Biography
Dieter Roelstraete is the curator at the Neubauer Collegium for Culture and Society at the University of Chicago. His curatorial interests concern the relationship between art and politics, art as a species of knowledge, art work as intellectual labor, and the conception of exhibition-making as a form of writing. As a critic and theorist, he has lectured and published extensively on the art & research nexus, as well as the “problem” of pleasure in art. Other long-standing research interests concern the realist tradition and the enigma of thingness. Roelstraete was initially trained as a philosopher at the University of Ghent in Belgium; the long history of art’s tangled relationship with “theory” colors much of his curatorial and critical work.
At the Neubauer Collegium, Roelstraete has curated solo exhibitions by Jason Dodge, Pope.L, Martha Rosler, and Cecilia Vicuña, as well as group exhibitions featuring the work of Zachary Cahill and David Schutter among others.

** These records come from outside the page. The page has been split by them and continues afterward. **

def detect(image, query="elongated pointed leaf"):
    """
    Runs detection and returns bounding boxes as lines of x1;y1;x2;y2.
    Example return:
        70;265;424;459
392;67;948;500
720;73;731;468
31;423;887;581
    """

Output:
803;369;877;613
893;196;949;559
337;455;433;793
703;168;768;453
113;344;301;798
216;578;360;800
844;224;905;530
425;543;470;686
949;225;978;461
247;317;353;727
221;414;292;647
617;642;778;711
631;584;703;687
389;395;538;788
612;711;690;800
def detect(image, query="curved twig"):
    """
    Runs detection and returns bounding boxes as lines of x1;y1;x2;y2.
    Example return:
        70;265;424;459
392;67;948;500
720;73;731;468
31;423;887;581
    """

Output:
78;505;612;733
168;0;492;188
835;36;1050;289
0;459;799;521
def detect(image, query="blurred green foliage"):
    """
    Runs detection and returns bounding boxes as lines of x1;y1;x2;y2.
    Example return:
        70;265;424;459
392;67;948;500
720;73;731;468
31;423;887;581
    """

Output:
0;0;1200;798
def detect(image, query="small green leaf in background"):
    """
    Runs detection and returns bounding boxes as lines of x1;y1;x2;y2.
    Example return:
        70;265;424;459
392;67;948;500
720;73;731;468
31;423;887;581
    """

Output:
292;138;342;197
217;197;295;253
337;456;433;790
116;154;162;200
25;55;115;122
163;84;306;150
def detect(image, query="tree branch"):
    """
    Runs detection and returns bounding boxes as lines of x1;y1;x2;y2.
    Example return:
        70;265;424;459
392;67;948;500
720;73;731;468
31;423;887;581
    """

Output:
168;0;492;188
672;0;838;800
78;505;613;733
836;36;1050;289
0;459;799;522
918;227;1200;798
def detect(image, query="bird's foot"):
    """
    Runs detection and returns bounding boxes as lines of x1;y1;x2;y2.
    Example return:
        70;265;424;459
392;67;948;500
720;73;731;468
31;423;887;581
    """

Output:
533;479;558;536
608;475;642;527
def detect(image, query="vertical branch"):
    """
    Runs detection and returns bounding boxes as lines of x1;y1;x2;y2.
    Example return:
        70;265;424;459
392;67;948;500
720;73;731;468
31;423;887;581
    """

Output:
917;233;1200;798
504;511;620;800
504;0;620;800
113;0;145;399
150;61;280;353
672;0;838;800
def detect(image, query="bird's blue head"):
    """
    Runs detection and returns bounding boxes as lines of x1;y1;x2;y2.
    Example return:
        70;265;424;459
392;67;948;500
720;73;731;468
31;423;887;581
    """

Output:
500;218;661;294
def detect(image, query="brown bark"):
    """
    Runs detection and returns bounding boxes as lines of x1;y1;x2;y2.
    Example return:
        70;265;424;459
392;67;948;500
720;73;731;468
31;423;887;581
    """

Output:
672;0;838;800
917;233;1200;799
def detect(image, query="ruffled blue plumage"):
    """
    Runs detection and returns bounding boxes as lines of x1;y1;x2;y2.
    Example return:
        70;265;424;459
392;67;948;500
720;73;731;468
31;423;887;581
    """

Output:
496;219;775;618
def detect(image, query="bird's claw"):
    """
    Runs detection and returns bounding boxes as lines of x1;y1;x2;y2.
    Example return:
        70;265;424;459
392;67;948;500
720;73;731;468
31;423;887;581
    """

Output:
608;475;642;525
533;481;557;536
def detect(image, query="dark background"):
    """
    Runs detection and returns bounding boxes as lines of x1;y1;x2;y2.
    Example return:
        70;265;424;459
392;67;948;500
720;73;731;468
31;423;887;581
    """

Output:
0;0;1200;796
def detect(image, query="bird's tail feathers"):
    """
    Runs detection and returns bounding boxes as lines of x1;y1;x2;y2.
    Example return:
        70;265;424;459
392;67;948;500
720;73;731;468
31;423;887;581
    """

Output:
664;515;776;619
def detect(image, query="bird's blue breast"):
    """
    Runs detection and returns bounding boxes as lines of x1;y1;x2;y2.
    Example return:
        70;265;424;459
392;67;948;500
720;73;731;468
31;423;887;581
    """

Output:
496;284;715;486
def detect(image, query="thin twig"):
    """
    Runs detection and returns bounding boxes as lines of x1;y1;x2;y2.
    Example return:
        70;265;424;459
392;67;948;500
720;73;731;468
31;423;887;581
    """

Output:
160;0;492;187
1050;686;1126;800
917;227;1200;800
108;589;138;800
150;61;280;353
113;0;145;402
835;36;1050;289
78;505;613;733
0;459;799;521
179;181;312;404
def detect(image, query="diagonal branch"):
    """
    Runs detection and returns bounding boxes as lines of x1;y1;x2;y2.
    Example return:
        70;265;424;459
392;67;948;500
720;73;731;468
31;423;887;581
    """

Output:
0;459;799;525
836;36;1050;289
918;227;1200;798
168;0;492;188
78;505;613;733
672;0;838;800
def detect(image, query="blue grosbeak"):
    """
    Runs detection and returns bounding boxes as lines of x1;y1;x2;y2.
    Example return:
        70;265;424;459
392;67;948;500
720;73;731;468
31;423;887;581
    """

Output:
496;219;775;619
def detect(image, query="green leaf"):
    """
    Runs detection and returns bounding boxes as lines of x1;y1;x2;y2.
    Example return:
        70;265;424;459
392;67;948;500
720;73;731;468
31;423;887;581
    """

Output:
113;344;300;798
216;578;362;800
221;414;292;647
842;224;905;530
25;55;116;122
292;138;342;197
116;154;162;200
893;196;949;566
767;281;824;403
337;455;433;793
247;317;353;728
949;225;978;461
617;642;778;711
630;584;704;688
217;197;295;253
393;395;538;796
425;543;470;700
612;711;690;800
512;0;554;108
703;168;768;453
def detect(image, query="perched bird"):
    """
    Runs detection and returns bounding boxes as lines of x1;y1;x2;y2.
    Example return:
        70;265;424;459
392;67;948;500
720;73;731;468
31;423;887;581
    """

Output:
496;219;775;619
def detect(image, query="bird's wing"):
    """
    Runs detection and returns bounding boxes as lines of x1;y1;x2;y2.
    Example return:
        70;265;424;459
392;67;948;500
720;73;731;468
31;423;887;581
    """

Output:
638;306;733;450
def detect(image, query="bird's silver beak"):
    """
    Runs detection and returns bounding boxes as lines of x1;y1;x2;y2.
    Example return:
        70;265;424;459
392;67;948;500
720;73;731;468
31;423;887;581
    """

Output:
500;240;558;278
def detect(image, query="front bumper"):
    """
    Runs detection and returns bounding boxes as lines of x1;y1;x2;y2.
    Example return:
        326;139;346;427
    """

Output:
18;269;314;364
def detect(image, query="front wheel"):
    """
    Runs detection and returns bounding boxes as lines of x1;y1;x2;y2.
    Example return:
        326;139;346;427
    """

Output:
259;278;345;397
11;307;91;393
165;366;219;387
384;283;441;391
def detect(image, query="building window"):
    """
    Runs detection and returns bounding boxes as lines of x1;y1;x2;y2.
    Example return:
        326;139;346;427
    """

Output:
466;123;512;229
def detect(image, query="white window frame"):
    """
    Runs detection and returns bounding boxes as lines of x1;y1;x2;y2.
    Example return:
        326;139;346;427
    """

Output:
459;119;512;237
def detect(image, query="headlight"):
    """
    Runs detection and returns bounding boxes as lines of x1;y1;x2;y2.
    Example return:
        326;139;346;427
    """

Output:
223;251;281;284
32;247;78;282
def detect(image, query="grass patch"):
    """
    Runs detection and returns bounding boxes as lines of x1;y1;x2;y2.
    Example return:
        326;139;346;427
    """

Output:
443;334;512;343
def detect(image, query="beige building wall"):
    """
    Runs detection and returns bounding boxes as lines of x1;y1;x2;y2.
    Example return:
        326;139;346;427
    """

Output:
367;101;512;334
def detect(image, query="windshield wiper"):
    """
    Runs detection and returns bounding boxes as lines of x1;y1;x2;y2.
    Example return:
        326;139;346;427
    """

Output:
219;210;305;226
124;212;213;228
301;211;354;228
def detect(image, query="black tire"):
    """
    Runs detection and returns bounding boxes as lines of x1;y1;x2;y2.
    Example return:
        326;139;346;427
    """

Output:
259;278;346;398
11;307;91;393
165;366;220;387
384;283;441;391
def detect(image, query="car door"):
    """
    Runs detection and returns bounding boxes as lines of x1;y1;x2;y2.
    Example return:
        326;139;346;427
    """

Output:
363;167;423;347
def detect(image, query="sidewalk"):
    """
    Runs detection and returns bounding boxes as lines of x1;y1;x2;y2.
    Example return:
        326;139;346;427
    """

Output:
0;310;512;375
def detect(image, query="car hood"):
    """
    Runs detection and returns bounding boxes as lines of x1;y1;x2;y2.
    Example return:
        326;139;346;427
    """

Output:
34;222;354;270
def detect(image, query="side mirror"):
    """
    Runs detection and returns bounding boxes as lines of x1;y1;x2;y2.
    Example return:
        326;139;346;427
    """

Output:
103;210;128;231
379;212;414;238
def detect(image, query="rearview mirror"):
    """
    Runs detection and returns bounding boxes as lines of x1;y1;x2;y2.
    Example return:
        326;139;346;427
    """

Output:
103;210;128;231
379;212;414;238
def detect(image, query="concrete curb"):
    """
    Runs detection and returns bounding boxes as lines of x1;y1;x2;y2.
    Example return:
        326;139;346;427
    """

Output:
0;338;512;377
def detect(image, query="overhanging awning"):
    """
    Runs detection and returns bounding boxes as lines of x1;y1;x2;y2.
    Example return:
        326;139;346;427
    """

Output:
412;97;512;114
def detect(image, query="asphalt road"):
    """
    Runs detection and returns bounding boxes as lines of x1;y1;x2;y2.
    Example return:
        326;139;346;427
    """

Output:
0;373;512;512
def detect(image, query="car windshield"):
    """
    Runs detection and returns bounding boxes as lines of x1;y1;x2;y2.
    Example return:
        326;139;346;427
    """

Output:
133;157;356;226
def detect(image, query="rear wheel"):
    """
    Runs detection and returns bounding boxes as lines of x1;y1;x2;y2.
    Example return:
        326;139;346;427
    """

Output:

Prior to his appointment at the University of Chicago, Roelstraete served on the curatorial team convened by artistic director Adam Szymczyk to organize Documenta 14 in Athens and Kassel in the spring and summer of 2017. As Manilow Senior Curator at the Museum of Contemporary Art Chicago from 2012 until 2015, he organized Goshka Macuga: Exhibit, A (2012); The Way of the Shovel: Art as Archaeology (2013); Simon Starling: Metamorphology (2014); The Freedom Principle: Experiments in Art and Music 1965 to Now (2015, co-curated with Naomi Beckwith); and Kerry James Marshall: Mastry (2016, co-curated with Ian Alteveer and Helen Molesworth; traveled to the Metropolitan Museum of Art, New York, and the Museum of Contemporary Art, Los Angeles). From 2003 until 2011 he was a curator at the Antwerp Museum of Contemporary Art (MuHKA) in his native Belgium, where he organized large-scale group exhibitions as well as monographic shows, including Emotion Pictures (2005); The Order of Things (2008); Liam Gillick and Lawrence Weiner—A Syntax of Dependency (2011); A Rua: The Spirit of Rio de Janeiro (2011); and Chantal Akerman: Too Close, Too Far (2012).
An exhibition dedicated to the phenomenon of the philosopher’s hut and organized at the Fondazione Prada in Venice in conjunction with that city’s 16th architecture biennial in 2018 forms the basis for a book he is currently preparing for publication by the University of Chicago Press.